A population consists of 10 villages with a total of 212 households. The second column of the accompanying table shows the number of households corresponding to each village. A sample of 6 villages is to be selected by the PPS method. To do this follow the steps are followed:

- Prepare a cumulative total column with the households in column 2. These totals appear in column 3.
- Make a column displaying the range implied by the cumulated totals.
- Read off the random numbers from the Appendix. These random numbers are 173, 95,210, ..,32. (Ignore all random numbers lying outside the range 001-212).
- The columns corresponding to our selected random numbers will be our sampled villages.
- Table 5.9 shows the selected villages under-sampling with and without replacement.

The procedure has ensured that the probabilities of inclusion are proportional to the size (number of households) of the villages at each draw. If household sizes are not known, some other auxiliary variable, highly correlated with household size (such as population size) could be used instead as a measure of size.

Table: Selection of PPS Sample | ||||

Village | No. of households | Cumulative total | Range | Probability of selection |

1 | 35 | 35 | 001-035 | 35/212 |

2 | 28 | 63 | 036-063 | 28/212 |

3 | 20 | 83 | 064-083 | 20/212 |

4 | 25 | 108 | 084-108 | 25/212 |

5 | 30 | 138 | 109-138 | 30/212 |

6 | 19 | 157 | 139-157 | 19/212 |

7 | 10 | 167 | 158-167 | 10/212 |

8 | 12 | 179 | 168-179 | 12/212 |

9 | 18 | 197 | 180-197 | 18/212 |

10 | 15 | 212 | 198-212 | 15/212 |

Total | 212 | – | – | 1.000 |

Table: Results of PPS Sampling | ||||||

Random# 173 | 95 | 210 | 119 | 140 | 152 | 32 |

Village # 8 | 4 | 10 | 5 | 6 | 6 | 1 |

SWR 1 | 2 | 3 | 4 | 5 | 6 | – |

SWOR* 1 | 2 | 3 | 4 | 5 | – | 6 |

* SWR Sampling with replacement, SWOR: Sampling without replacement |

## PPS Systematic Sampling

You are already familiar with the concept of PPS sampling. This section illustrates how this method can be employed in systematic sampling too.

We illustrate this approach by the previous example for sampling without replacement. To fit the problem in the context of linear systematic sampling, we select 4 villages so that the total 212 is exactly divisible by the sample size.
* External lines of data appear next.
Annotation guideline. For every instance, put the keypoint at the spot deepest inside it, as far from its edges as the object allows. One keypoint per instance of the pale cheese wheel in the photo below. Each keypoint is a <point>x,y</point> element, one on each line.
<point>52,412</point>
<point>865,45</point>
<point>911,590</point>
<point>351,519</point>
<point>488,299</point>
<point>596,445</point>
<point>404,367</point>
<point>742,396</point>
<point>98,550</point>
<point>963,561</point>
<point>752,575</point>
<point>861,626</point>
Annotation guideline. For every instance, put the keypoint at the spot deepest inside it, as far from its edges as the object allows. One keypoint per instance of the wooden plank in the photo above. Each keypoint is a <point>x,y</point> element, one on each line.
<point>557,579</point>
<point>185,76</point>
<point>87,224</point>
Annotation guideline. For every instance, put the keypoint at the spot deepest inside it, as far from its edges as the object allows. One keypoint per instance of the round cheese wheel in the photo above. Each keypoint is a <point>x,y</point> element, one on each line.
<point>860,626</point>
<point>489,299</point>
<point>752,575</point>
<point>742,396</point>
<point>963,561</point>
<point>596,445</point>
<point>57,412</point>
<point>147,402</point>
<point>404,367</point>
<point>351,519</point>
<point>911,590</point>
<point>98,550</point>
Refer to the first four columns of Table 5.7. Now to select 4 villages, follow the steps as detailed below:

- Divide the total number of households (here 212) by 4, the sample size. This gives the sampling interval
*k=53.* - Choose a random number between 1 and 33 inclusive. Say this number is 20. This is found to be located in the range 001-035. This identifies the village bearing serial number 1 as our first selection.
- Add
*k*(=53) to the number 20 chosen in step 2. This results in 53+20=73, which falls in the range 64-83. This leads us to select the village bearing serial number 3. - To select the third unit, add 53 to 73, giving 126, which falls in the range 109-138. This dictates us to select village bearing serial number 5.
- Finally, add 53 to 126, resulting in a total of 179. This selects village 8.
- This completes the sample selection procedure. We have selected villages with serial numbers: 1,3,5 and 8.

Had this been a case of *n=6, k* would have been 35.33 leading the selection procedure to a circular systematic sampling.

To accomplish the task under this procedure, we round the sampling interval to the next higher digit, which is 36. As the method dictates, we choose our random number between 1 and 212 inclusive to ensure equal probability selection.

It is easy to verify that choice of any random number in the range 1-32 will not make any problem in the selection of 6 villages. If you go beyond that, you will have to follow the circular systematic sampling strategy to ensure 6 villages.

Suppose your chosen random number is 40. This falls in the range 36-63, thus giving us village 2 as our selection. Add now 36 to 40, which results in 76. This falls in the range 64-83, identifying village 3 as our second selection.

Continuing the process, the remaining 4 selected villages are those that bear the serial numbers 5, 6, 9, and 1. The accompanying table shows the random number is chosen and the associated selected villages.

| ||

Random number | Range | Selected villages |

40 | 036-063 | 2 |

76 | 064-083 | 3 |

112 | 109-138 | 5 |

148 | 139-157 | 6 |

184 | 180-197 | 9 |

220’ | 001-035 | 1 |

* 220-212=8, which falls in the first range, identifying the first village. |